ROMA — Terzo giorno consecutivo di operazioni straordinarie a Tor Bella Monaca.
Un quartiere simbolo delle periferie difficili torna al centro dell’attenzione nazionale con un dispiegamento di forze mai visto negli ultimi anni.
All’alba di sabato 24 gennaio 2026, via dell’Archeologia si è svegliata circondata da uniformi, lampeggianti e posti di controllo. In campo i Carabinieri del Gruppo Frascati, della Compagnia di Frascati, della Stazione di Tor Bella Monaca, affiancati dai militari del 1° Reggimento Carabinieri Paracadutisti “Tuscania”, reparto d’élite dell’Arma, e dalla Guardia di Finanza.
Un’operazione imponente, finalizzata al ripristino della legalità in una delle aree più critiche della Capitale.
Armi, droga e arresti: ma solo uno finisce in carcere
Il bilancio è pesante: sequestri, arresti per possesso illegale di armi, spaccio di droga e altri reati gravi.
Eppure, il dato che scuote l’opinione pubblica è un altro.
Delle dieci persone arrestate nell’operazione di giovedì scorso, solo una è stata tradotta in carcere. Tutti gli altri sono tornati in libertà.
Una circostanza che riaccende lo scontro sul tema della sicurezza e delle falle del sistema giudiziario.
«È giusto che i cittadini sappiano la verità», viene ribadito durante le operazioni.
Lo Stato interviene, arresta, sequestra — ma troppo spesso non riesce a trattenere chi viene fermato.
“I militari restano, granitici, nonostante tutto”
Durante i controlli, la presenza costante delle istituzioni sul territorio vuole essere un segnale chiaro: le Forze dell’Ordine non arretrano.
«Nonostante le evidenti falle di un sistema che non incarcera chi viene arrestato — è il messaggio — i militari continuano ogni giorno a fare il proprio dovere, granitici e determinati».

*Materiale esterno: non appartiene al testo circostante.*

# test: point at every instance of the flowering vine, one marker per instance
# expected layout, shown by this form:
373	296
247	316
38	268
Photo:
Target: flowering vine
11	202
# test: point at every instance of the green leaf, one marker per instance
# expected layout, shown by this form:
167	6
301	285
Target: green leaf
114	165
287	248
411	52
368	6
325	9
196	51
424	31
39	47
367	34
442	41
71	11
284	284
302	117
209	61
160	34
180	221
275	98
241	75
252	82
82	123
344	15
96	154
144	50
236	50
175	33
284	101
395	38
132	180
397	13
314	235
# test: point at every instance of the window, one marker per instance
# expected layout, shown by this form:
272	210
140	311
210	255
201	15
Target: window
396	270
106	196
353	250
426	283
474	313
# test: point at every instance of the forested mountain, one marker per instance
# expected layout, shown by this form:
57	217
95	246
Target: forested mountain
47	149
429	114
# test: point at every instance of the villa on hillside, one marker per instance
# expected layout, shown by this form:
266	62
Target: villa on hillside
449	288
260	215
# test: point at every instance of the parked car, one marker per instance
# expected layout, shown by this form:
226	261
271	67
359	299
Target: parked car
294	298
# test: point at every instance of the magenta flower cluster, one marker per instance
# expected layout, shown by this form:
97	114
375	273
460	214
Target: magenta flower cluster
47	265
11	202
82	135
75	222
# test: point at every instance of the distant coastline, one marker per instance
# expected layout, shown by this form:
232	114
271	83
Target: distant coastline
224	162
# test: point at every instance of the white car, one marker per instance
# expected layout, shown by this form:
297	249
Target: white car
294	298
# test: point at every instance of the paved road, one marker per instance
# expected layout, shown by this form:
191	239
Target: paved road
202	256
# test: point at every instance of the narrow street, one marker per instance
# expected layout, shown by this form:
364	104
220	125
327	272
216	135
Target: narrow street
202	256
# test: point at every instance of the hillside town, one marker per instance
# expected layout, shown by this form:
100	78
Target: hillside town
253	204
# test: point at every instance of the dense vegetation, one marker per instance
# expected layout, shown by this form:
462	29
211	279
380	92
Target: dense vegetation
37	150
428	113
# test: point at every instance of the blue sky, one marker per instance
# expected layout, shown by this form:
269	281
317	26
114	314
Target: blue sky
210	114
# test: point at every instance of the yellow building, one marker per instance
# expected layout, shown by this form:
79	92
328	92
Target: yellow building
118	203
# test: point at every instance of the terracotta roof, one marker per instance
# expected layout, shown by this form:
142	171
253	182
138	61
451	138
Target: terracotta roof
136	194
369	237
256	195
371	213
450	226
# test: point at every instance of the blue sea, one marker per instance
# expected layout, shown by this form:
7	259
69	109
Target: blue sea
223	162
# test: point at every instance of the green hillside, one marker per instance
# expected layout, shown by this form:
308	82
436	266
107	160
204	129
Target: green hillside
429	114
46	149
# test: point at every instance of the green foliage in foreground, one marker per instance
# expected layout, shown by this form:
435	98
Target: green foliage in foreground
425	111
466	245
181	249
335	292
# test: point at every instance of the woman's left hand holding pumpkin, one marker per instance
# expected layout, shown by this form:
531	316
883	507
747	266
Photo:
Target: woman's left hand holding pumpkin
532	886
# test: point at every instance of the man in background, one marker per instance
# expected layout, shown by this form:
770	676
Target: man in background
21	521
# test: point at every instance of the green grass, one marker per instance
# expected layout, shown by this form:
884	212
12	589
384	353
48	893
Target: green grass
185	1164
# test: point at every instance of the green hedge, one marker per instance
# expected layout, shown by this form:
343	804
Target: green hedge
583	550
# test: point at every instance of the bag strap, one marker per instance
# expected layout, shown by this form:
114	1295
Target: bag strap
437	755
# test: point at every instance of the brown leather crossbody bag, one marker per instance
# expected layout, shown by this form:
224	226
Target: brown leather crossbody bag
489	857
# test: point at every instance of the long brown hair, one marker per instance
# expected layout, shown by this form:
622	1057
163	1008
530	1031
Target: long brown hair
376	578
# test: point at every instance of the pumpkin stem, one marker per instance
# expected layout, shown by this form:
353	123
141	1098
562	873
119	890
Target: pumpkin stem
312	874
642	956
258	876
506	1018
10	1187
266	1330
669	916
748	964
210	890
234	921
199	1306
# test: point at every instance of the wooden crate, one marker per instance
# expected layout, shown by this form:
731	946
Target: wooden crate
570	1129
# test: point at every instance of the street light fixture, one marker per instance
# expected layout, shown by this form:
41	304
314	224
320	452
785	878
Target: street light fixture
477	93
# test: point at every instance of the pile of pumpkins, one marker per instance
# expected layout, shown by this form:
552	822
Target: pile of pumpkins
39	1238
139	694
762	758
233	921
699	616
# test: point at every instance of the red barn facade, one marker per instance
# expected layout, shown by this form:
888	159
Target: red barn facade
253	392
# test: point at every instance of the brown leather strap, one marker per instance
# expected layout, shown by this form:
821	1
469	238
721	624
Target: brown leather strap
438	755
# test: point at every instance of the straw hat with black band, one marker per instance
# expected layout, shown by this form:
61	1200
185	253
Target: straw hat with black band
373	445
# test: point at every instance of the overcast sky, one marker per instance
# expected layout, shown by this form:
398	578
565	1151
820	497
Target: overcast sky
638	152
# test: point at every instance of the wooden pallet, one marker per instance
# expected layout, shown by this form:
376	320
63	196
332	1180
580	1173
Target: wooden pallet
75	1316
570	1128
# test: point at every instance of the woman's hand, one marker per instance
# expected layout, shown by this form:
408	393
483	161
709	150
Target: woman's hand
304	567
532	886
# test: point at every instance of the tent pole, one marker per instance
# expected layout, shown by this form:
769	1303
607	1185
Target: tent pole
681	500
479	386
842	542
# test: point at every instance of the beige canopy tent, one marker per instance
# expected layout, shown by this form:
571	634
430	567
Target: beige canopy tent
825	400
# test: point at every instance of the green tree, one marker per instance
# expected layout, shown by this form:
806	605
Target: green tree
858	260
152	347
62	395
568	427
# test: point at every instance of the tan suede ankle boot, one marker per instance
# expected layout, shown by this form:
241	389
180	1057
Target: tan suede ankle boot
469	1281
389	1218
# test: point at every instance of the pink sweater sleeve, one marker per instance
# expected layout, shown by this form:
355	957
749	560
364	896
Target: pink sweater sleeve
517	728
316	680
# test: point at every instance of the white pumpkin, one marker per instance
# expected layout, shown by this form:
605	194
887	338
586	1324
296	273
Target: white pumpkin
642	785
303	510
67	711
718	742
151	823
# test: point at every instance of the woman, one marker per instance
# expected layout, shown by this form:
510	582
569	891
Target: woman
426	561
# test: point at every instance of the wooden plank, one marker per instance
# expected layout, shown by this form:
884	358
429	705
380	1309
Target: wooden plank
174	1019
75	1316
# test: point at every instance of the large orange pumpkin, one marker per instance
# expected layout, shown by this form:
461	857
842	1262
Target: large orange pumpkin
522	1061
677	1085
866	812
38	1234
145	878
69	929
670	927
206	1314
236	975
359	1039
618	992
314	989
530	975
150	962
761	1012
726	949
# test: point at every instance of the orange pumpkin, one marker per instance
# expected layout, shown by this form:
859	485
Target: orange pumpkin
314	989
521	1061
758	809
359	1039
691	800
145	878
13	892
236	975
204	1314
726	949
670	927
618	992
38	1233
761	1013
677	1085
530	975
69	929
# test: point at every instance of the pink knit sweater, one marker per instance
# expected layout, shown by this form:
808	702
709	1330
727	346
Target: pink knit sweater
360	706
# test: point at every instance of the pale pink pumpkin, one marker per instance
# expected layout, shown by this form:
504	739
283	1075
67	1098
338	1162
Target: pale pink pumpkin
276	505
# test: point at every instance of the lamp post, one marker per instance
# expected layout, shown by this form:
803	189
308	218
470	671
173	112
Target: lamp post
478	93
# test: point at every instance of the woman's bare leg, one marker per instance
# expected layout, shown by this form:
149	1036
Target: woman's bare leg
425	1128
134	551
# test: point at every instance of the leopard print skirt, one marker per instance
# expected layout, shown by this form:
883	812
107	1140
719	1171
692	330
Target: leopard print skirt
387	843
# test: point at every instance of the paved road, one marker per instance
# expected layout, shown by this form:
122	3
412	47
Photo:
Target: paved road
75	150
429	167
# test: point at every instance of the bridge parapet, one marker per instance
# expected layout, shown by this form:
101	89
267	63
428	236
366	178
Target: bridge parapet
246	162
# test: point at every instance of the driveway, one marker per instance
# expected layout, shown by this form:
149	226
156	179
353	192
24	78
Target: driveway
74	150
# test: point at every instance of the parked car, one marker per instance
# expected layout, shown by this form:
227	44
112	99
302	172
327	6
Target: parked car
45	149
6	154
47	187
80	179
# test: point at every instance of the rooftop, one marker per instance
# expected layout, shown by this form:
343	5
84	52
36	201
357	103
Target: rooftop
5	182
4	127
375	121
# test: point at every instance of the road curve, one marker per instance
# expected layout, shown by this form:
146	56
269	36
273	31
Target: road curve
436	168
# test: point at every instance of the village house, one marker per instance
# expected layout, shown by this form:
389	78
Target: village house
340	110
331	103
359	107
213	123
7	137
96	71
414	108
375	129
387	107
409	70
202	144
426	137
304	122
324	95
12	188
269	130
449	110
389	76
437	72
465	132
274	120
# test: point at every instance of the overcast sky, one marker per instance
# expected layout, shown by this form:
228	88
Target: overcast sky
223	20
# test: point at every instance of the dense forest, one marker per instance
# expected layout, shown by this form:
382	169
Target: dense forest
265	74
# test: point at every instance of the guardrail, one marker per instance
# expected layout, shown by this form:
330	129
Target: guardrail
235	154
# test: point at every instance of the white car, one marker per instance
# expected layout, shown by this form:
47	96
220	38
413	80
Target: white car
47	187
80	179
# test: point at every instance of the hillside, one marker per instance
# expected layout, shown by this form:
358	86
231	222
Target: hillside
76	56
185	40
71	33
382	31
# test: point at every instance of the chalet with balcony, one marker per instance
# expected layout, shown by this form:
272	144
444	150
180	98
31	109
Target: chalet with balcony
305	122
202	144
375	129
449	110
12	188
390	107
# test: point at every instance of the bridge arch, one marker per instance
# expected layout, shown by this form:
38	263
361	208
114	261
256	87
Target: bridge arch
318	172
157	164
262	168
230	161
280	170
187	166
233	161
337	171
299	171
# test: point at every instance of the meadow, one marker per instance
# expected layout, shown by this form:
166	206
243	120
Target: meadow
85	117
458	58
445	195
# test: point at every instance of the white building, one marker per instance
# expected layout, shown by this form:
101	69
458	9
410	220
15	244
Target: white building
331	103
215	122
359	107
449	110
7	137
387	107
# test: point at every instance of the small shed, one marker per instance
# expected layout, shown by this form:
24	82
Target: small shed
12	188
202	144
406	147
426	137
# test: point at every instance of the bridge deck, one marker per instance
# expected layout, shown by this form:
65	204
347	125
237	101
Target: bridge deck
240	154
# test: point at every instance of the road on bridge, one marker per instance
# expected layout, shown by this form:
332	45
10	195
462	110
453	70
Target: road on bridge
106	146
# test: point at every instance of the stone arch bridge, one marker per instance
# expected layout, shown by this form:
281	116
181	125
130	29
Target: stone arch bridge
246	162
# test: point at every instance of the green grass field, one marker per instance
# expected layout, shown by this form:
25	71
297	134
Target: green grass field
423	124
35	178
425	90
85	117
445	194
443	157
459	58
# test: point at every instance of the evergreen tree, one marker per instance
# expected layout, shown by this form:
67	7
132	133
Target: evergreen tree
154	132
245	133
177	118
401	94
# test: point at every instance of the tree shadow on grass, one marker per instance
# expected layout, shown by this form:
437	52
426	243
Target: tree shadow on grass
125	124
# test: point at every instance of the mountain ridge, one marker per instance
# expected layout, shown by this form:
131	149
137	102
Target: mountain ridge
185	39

Un ringraziamento ufficiale è stato rivolto dal presidente del Municipio Le Torri al Governo guidato da Giorgia Meloni, al Ministro dell’Interno Matteo Piantedosi, al Ministro della Difesa Guido Crosetto, al Prefetto di Roma Lamberto Giannini e al Comandante Generale dell’Arma dei Carabinieri, Generale Salvatore Longo, per aver autorizzato l’impiego dei reparti speciali.